Vice News reports that the BOP is aware that the jail network is shipping infected prisoners to its prisons, but officials say since the agency does not own or operate jails it therefore has no authority to enforce a standard set of protocols. Each jail is left to implement its own COVID-19 guidelines — usually in the form of temperature checks and questions about exposure and symptoms — but some jails implement no protocols at all.

As a result, pre-transfer testing is rare and even when utilized can prove ineffective. In response to the outbreaks at FCI-Waseca and other BOP facilities, USMS began requiring Grady County Jail to test prisoners for the coronavirus before they were transferred, according to agency spokesperson Lynzey Donahue. But the Oklahoma jail is equipped with Abbott Rapid Tests, which are less reliable  than a lab test.
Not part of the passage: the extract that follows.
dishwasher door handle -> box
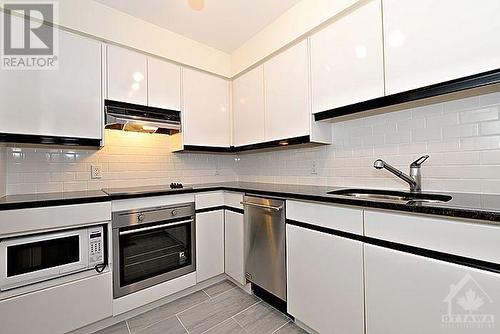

According to Brian Mueller, a regional union vice president for BOP staff, its results are about as accurate as “flipping a coin.” He has instructed his union members to stop relying on the machine’s results.

Any type of testing, furthermore, is useless without strict quarantine measures. When infected prisoners arrive in a BOP facility, they are almost always placed in segregated housing. But staff and prisoner workers assigned to duty in the segregated area often continue to circulate in the prison’s general population.

For those infected, surviving COVID-19 is only half the battle. The disease can continue to impact the health of survivors if they require long-term care and even after they are deemed “recovered.” At FCI-Waseca, Lacey — who has lingering headaches and fatigue, known as “COVID brain”— said prisoners whom staff reported to be “recovered” are immediately put back to work even when they still suffer from hair loss and frequent asthma attacks, continuing to wheeze and gasp for air.

“Like, they are sick,” she said, “They can’t breathe. Their voice is gone. They’re winded. I look at them and I’m telling you, they look like death.”